Reducing taxes on your investment activities is critical to achieving your long term financial objectives. Allocating your assets to the correct type of account (taxable vs tax sheltered) can help pare your tax bill.
Put as Much of Your Equity Allocation in Your Taxable Accounts as Possible:
As profits on stocks, both dividends and capital gains, are taxed at nearly half the rates of other types of income like bond interest, having as much of your stock allocation in your taxable accounts helps lower your tax bill. Further reduce taxes by using stock losses to offset gains and gifting appreciated stocks when donating to charities. Upon death, there’s a step up in cost basis to pass on the investments tax free.

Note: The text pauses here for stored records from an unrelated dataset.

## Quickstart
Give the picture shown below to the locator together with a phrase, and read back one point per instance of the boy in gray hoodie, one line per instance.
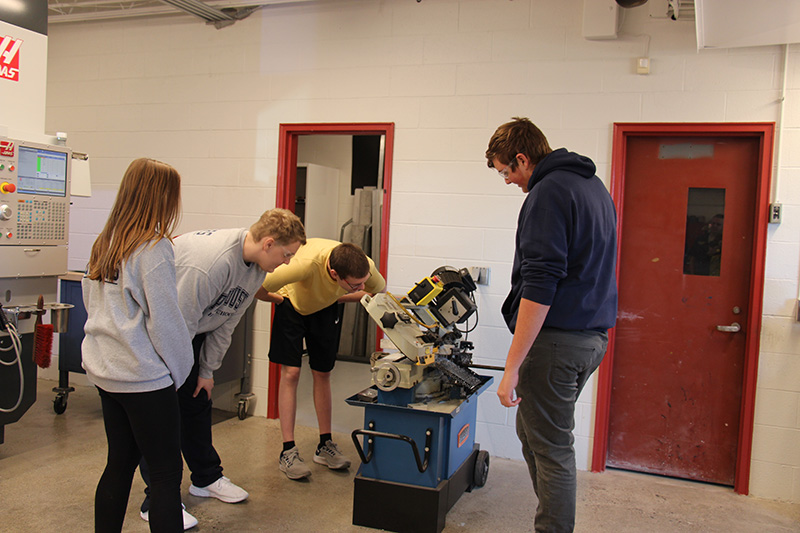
(218, 273)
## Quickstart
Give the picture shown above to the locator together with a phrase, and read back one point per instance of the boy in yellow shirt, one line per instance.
(307, 293)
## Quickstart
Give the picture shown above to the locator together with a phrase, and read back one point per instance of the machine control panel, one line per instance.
(34, 193)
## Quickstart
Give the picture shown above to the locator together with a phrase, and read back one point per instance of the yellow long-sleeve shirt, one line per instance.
(307, 282)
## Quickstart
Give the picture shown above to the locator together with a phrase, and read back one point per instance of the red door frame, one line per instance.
(288, 139)
(765, 132)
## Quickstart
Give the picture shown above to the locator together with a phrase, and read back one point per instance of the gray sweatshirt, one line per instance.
(135, 337)
(215, 288)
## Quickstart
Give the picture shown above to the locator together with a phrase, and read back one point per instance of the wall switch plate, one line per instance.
(775, 213)
(480, 275)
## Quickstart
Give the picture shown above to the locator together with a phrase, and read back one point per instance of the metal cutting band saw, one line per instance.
(417, 448)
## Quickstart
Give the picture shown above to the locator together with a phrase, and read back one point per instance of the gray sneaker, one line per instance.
(329, 455)
(292, 464)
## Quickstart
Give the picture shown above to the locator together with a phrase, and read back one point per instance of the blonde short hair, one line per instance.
(280, 224)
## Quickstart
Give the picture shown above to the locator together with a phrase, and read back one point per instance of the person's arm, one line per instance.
(530, 318)
(352, 297)
(157, 294)
(271, 297)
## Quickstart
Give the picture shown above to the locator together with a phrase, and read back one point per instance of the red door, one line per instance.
(686, 256)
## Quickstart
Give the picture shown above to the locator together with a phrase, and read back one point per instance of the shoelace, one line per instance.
(291, 457)
(330, 450)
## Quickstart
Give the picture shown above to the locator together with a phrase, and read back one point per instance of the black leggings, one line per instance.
(142, 424)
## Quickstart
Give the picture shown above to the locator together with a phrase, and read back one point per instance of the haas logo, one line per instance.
(9, 58)
(6, 148)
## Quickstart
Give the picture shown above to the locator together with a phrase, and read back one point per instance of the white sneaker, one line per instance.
(222, 489)
(188, 520)
(329, 455)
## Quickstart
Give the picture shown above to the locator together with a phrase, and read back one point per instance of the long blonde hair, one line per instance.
(147, 208)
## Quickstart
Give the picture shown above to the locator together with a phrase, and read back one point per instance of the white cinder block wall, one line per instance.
(446, 72)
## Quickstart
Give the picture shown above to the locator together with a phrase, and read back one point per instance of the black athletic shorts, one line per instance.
(321, 330)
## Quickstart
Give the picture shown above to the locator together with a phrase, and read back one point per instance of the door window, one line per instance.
(705, 220)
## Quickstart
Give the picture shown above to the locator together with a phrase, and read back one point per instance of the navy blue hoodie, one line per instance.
(566, 246)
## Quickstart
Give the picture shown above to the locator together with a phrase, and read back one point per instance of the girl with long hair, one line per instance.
(137, 350)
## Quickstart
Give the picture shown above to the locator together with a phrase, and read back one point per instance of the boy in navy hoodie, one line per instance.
(563, 299)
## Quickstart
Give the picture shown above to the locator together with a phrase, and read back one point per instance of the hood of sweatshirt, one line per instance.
(561, 159)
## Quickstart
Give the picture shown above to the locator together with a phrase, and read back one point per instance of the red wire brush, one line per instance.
(43, 337)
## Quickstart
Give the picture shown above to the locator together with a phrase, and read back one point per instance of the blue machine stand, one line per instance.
(416, 460)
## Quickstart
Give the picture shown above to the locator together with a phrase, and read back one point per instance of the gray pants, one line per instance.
(550, 380)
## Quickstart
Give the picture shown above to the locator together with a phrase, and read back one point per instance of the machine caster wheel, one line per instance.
(481, 469)
(60, 403)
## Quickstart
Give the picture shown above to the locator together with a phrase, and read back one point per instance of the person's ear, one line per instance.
(522, 160)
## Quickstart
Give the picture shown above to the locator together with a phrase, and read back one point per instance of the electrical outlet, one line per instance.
(480, 275)
(775, 213)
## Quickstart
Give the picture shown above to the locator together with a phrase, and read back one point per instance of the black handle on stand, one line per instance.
(371, 434)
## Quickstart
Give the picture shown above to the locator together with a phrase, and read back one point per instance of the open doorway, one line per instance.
(330, 160)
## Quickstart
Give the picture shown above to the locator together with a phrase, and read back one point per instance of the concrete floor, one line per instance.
(49, 467)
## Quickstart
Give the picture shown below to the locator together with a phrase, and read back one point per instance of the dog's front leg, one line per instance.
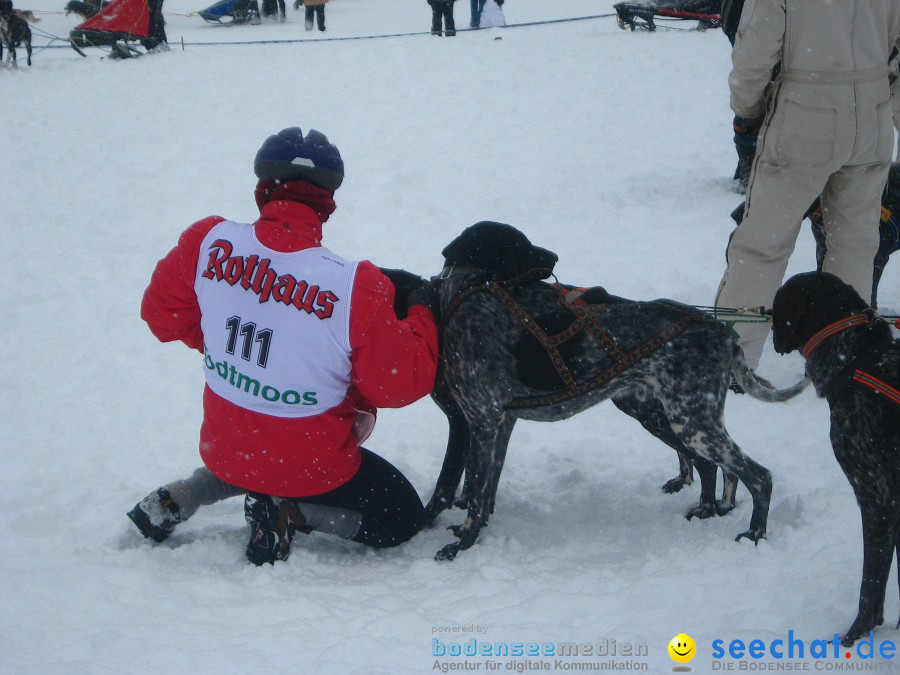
(488, 441)
(456, 455)
(879, 540)
(455, 460)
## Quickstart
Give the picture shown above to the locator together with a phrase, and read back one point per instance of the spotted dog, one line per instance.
(14, 32)
(854, 363)
(514, 346)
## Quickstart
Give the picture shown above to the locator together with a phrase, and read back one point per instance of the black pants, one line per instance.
(442, 10)
(390, 506)
(319, 11)
(156, 31)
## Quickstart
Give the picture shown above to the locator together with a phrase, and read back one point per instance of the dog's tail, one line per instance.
(759, 387)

Roth IRAs & 529 College Savings Accounts
If your investment plan calls for an equity allocation that exceeds the value of your taxable accounts, your next best option to hold your equities are your Roth IRAs and 529s. Since withdrawals from those accounts are generally tax free, equities, as potentially the fastest growing asset class, can maximize the advantage of those tax free withdrawals. As between the two, tilt Roths more to stocks than 529s as Roths’ time horizons are typically longer.
Contrary to Popular Opinion, Your Bond Allocation Should be in Your 401Ks and Traditional IRAs
While investments in tax sheltered accounts like 401Ks and traditional IRAs grow tax free withdrawals are taxed as ordinary income. This is true even if the profits came form stocks. Your fixed income allocation is best held in these accounts. This allows you to hold stocks in taxable accounts/Roths/529s where you get a tax advantage.

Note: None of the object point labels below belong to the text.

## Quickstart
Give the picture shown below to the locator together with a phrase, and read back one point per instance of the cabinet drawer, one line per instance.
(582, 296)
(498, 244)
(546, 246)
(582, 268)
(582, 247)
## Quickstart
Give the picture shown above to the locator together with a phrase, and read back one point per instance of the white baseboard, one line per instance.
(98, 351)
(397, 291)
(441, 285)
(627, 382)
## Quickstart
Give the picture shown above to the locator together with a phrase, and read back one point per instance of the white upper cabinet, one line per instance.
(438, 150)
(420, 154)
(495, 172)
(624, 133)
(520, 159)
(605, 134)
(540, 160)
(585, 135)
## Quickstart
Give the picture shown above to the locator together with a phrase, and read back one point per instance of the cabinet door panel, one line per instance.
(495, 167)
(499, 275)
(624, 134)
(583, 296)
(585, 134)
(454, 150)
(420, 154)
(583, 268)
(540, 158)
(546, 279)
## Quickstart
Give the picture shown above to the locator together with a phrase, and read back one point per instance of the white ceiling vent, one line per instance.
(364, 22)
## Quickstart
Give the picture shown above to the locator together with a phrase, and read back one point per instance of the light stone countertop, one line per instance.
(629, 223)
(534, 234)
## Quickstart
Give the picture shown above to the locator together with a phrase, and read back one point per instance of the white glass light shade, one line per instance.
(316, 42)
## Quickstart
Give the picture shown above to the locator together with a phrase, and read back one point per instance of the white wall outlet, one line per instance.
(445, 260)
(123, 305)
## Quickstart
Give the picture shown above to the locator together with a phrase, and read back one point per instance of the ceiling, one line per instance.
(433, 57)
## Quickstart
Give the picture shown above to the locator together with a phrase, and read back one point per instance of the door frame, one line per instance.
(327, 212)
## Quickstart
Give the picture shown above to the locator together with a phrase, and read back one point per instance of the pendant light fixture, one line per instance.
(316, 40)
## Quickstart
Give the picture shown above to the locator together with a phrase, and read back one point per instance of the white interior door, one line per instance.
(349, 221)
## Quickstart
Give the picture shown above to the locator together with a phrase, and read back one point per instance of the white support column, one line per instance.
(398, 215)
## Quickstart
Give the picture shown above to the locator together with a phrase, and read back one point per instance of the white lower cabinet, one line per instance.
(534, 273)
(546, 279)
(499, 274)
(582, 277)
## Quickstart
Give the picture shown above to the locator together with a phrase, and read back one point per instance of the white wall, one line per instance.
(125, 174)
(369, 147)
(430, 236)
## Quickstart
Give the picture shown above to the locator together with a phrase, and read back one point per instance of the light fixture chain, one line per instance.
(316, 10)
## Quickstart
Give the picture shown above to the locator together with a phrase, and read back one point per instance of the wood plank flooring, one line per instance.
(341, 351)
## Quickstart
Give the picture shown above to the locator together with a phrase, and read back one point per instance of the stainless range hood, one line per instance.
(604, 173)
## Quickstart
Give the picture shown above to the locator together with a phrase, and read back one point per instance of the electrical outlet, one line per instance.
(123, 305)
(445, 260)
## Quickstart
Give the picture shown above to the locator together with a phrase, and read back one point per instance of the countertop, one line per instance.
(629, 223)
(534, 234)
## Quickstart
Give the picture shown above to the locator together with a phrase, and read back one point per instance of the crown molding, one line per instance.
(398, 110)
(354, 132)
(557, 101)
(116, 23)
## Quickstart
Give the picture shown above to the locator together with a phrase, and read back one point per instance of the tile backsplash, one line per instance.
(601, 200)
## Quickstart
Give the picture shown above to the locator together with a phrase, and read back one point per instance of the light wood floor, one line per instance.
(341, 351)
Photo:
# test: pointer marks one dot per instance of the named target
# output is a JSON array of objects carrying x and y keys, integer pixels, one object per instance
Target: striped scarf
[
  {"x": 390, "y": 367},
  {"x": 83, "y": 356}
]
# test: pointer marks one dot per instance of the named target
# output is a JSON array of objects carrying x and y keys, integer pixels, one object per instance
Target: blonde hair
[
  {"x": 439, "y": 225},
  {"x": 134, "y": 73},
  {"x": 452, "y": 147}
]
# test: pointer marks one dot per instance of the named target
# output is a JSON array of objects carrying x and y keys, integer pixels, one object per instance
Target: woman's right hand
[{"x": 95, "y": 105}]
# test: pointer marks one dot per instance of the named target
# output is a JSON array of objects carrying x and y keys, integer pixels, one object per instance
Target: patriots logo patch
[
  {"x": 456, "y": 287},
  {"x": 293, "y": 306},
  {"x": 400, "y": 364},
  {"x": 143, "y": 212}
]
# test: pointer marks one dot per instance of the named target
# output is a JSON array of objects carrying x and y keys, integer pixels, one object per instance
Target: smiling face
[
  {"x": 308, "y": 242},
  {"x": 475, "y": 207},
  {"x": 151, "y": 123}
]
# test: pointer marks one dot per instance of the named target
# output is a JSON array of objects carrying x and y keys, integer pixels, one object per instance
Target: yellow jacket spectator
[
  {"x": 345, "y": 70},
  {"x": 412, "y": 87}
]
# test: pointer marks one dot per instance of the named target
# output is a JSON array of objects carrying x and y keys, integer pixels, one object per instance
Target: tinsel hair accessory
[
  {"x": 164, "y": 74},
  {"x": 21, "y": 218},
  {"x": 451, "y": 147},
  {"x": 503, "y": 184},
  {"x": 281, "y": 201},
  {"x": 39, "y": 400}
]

Why are IRA BDAs the Last Resort to Allocate Toward Stocks?
An IRA Beneficiary Distribution Account is a traditional IRA that has been inherited. Regardless of your age, the recipient is required to take an annual withdrawal from the account. These are even better suited to fixed income than 401Ks and traditional IRAs. The time horizon of these accounts is shorter due to the need to make immediate annual withdrawals.